Robert Abela’s defence of his government and his ministers after Times of Malta documented the way people with political connections were “helped” to pass their driving tests is as far as it is possible to go from the promise of “Malta tagħna lkoll”. Robert Abela said Ian Borg and other Labour Party officials were simply doing their job when they put pressure on Transport Malta officials to help Labour Party supporters get preferential treatment by the driver licensing unit. This, Robert Abela said, amounts to “a primary function” of the government.

The “primary function” of the government in the driver licensing department is to make sure only competent drivers are licensed. As part of the wider government, and therefore like the rest of it, they are otherwise expected to be efficient (for example by making sure that people waiting to qualify are not made to wait too long to be tested) and to be fair (by judging someone’s competence according to how well they drive not whether they’re friends with the minister).

That is the primary function of the government. Of course, nothing is ever perfect. People should feel free to speak to their MP if they have reason to believe they have been treated unfairly. And that MP is in duty bound to verify the complaints they receive and raise the issue with the line minister, so the problem is fixed. MPs can and should act as checks on the government to combat injustices, an otherwise inevitable side effect of any bureaucracy. The problem should be fixed by improving efficiency and fairness.

Robert Abela is arguing for the opposite. He is saying that MPs’ primary function is to reduce efficiency and fairness. Because if a Laburist is allowed to jump the queue, the wait for everyone else is going to be longer than it otherwise would have been. And because discriminating in favour of a Labour supporter cannot happen without discriminating against everyone else.

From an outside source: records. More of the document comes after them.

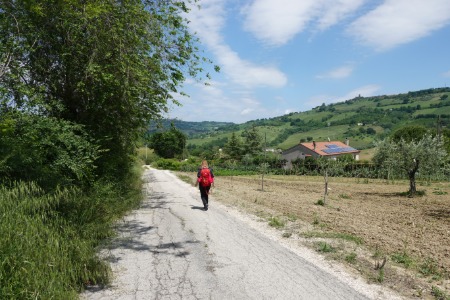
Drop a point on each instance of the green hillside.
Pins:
(362, 120)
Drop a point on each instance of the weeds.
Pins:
(325, 247)
(402, 258)
(48, 241)
(439, 192)
(350, 258)
(438, 294)
(334, 235)
(276, 222)
(287, 234)
(429, 267)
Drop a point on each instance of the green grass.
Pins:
(439, 294)
(276, 222)
(325, 247)
(48, 240)
(403, 258)
(350, 258)
(334, 235)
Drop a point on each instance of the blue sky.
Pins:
(282, 56)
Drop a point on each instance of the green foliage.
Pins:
(234, 147)
(439, 294)
(109, 67)
(403, 258)
(48, 240)
(252, 141)
(46, 150)
(168, 144)
(351, 258)
(426, 155)
(276, 222)
(325, 247)
(167, 164)
(429, 267)
(409, 133)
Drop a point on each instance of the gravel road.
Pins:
(170, 248)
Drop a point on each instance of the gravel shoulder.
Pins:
(171, 249)
(364, 222)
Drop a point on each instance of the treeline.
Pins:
(79, 83)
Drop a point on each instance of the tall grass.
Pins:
(48, 240)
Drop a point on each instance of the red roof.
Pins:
(330, 148)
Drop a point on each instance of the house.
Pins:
(330, 149)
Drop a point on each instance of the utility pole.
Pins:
(264, 163)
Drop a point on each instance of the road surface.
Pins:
(171, 248)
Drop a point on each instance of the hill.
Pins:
(362, 120)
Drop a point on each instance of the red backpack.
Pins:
(205, 177)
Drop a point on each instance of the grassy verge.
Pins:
(48, 241)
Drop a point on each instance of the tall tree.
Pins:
(168, 144)
(234, 147)
(109, 65)
(252, 141)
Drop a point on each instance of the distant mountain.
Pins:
(191, 129)
(362, 120)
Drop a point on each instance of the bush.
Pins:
(46, 150)
(167, 164)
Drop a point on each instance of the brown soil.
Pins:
(388, 222)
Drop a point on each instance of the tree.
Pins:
(109, 65)
(252, 141)
(234, 147)
(425, 154)
(47, 151)
(328, 167)
(168, 144)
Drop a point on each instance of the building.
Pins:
(331, 149)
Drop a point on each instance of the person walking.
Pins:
(205, 179)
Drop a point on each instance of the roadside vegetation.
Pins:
(349, 211)
(78, 89)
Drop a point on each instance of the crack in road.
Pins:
(171, 249)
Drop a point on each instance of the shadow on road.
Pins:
(197, 207)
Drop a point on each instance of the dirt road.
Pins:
(171, 249)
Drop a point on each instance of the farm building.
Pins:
(331, 149)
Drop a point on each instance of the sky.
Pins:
(282, 56)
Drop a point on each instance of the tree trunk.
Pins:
(412, 179)
(325, 175)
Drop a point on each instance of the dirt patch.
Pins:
(361, 225)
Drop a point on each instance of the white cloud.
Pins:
(339, 73)
(275, 22)
(336, 11)
(208, 23)
(397, 22)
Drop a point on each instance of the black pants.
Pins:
(204, 191)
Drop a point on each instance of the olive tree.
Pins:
(426, 155)
(329, 167)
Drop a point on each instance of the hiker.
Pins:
(205, 178)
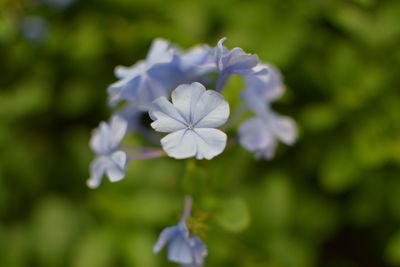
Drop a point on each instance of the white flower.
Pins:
(191, 120)
(104, 142)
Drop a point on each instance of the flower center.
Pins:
(190, 126)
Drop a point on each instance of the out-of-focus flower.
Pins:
(191, 119)
(189, 251)
(143, 82)
(109, 159)
(196, 63)
(260, 134)
(234, 61)
(262, 88)
(34, 29)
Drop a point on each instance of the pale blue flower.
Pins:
(262, 87)
(188, 251)
(234, 61)
(143, 82)
(260, 134)
(109, 159)
(196, 64)
(191, 120)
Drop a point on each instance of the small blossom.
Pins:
(234, 61)
(262, 87)
(105, 142)
(196, 63)
(189, 251)
(146, 80)
(191, 120)
(260, 134)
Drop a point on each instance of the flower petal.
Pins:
(180, 144)
(166, 117)
(209, 142)
(211, 110)
(180, 251)
(116, 165)
(284, 128)
(97, 169)
(239, 62)
(161, 51)
(166, 235)
(118, 128)
(199, 250)
(99, 141)
(185, 98)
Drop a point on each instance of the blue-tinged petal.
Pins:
(239, 62)
(117, 131)
(211, 110)
(255, 135)
(267, 152)
(209, 142)
(166, 117)
(97, 169)
(197, 61)
(100, 139)
(265, 83)
(180, 251)
(199, 250)
(234, 61)
(185, 97)
(180, 144)
(116, 167)
(283, 128)
(161, 51)
(166, 236)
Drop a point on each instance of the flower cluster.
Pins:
(169, 88)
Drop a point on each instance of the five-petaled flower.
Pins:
(191, 120)
(105, 142)
(182, 248)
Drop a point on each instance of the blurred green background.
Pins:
(331, 200)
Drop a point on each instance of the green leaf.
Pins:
(233, 214)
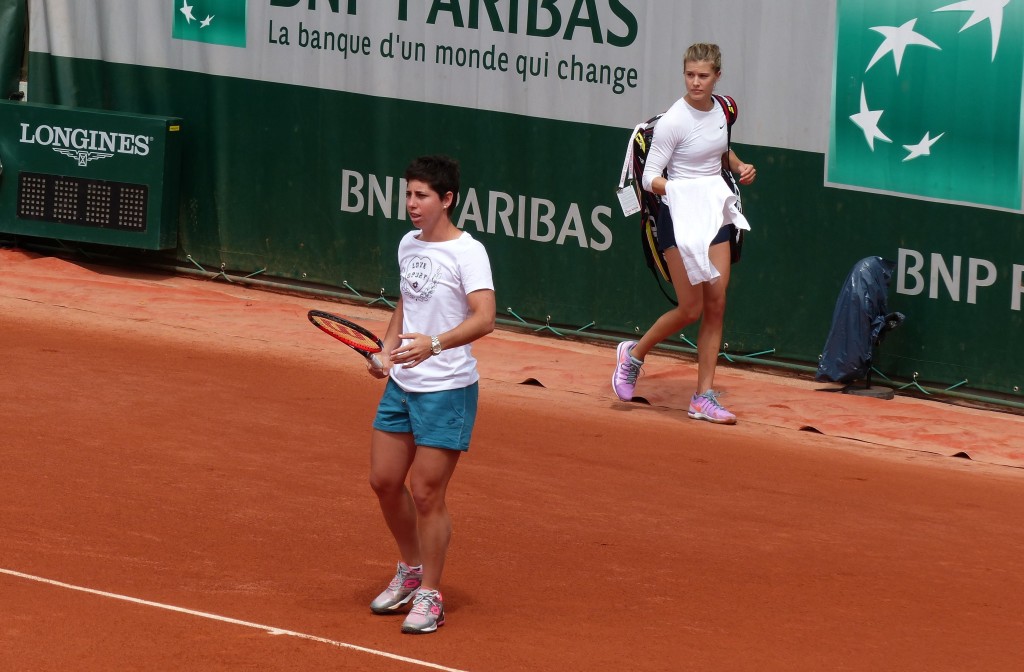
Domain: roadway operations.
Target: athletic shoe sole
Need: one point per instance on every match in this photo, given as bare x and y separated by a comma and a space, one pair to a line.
701, 416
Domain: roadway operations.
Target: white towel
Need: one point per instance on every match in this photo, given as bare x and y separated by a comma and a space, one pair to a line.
699, 207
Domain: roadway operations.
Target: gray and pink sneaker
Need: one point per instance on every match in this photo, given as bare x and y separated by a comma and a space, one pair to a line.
407, 580
427, 614
707, 407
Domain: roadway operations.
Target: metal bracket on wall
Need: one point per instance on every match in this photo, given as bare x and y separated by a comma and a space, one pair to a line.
725, 354
547, 324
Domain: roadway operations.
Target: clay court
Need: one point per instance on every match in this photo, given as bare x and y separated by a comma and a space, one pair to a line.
184, 488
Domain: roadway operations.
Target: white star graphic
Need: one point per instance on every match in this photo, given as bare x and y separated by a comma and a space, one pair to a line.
897, 40
186, 10
922, 149
867, 120
990, 10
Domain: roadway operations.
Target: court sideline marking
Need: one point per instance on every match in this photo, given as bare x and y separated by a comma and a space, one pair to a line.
224, 619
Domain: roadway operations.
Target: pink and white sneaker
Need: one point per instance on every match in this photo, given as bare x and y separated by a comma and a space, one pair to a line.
707, 407
624, 379
427, 614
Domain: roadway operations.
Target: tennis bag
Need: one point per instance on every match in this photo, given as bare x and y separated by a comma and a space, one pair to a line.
650, 203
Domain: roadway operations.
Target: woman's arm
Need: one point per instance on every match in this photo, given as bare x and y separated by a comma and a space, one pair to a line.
744, 171
479, 322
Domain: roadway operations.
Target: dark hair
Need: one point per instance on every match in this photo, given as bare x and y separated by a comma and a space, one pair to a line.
440, 172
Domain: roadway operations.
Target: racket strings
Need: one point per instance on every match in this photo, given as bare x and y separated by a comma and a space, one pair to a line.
347, 335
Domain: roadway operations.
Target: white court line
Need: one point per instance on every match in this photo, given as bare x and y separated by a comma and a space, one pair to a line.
223, 619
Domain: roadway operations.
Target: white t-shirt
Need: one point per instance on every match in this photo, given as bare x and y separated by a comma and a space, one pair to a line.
687, 142
435, 281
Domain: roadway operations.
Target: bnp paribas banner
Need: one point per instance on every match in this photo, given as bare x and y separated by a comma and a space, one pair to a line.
927, 100
610, 63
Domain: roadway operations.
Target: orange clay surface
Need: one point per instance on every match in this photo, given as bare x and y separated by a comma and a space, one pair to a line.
183, 487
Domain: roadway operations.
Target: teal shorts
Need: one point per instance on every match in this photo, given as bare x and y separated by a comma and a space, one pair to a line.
441, 419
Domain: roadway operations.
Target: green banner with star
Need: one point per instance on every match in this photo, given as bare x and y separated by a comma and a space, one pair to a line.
214, 22
927, 100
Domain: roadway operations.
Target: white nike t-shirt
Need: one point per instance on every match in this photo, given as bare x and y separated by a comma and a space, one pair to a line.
687, 142
436, 278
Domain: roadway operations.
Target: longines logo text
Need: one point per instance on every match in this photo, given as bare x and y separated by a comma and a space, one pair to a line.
84, 144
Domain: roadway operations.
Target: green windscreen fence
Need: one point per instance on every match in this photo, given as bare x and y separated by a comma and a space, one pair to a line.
302, 116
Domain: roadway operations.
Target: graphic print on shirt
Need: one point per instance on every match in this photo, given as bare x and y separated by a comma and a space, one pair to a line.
419, 279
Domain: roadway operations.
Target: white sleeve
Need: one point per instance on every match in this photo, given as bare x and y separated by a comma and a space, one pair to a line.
474, 267
668, 134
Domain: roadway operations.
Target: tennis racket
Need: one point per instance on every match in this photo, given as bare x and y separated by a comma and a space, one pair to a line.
354, 336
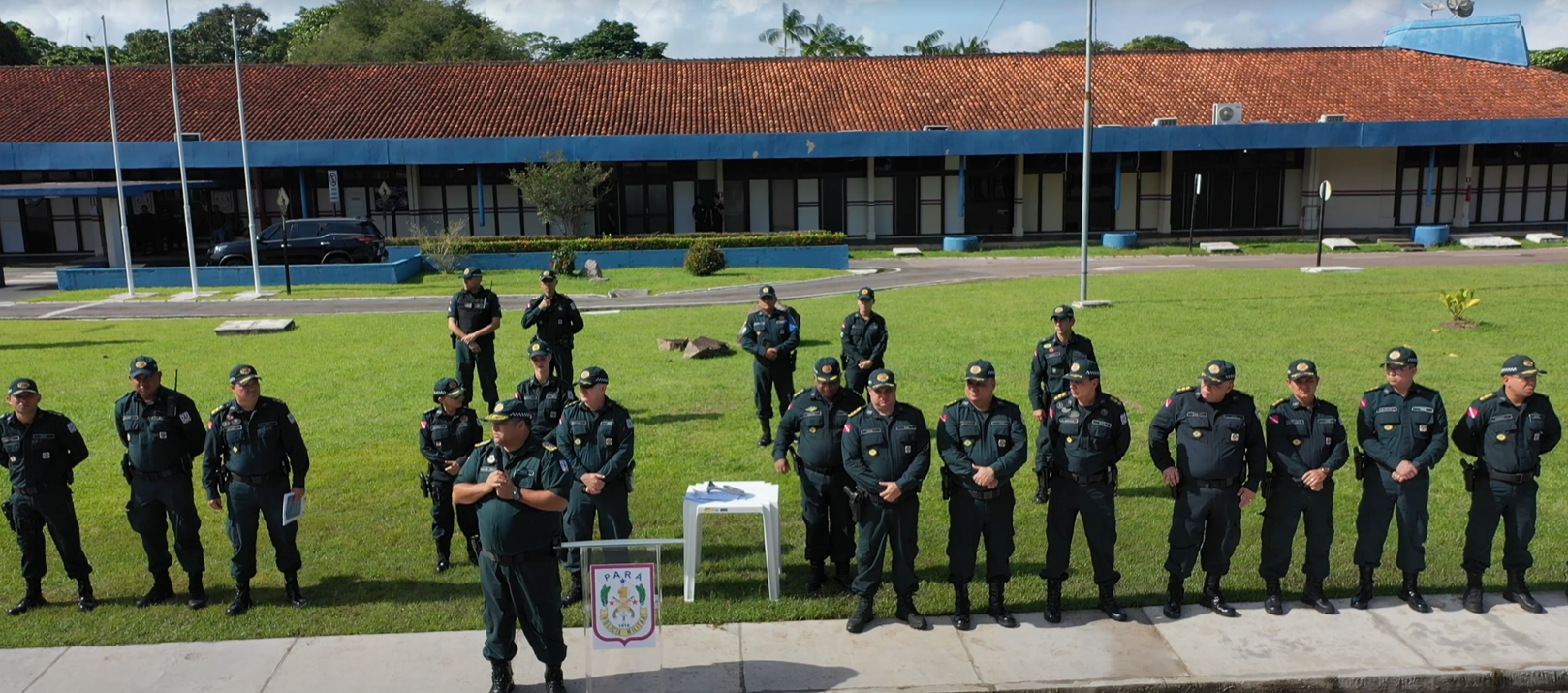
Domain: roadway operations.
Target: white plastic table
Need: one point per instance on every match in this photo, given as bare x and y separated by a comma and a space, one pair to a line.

The young people who are disaffected by this country would be horrified to learn that just to get your dues – like obtaining a driving license – you need to slobber at the feet of a local grandee. Thirty years ago local TV broadcast a satirical show with a weekly political folk song. One of them – truly unforgettable – went “fil-kjù, fil-kjù, ħalli ninqdew, l-onorevoli nistennew.” ‘We wait in line for the honourable (MP) to serve us.’ It’s funny sometimes what sticks in memory. The point is what was funny in 1988 is positively tragic but otherwise unchanged in 2023.

By placing himself between the right of citizens and the service the government is supposed to provide, Ian Borg bullies his way into the lives of people who shouldn’t need him. Certainly, they should not need him to acquire a driving license.

By being forced to ask for favours we are all deprived of our rights.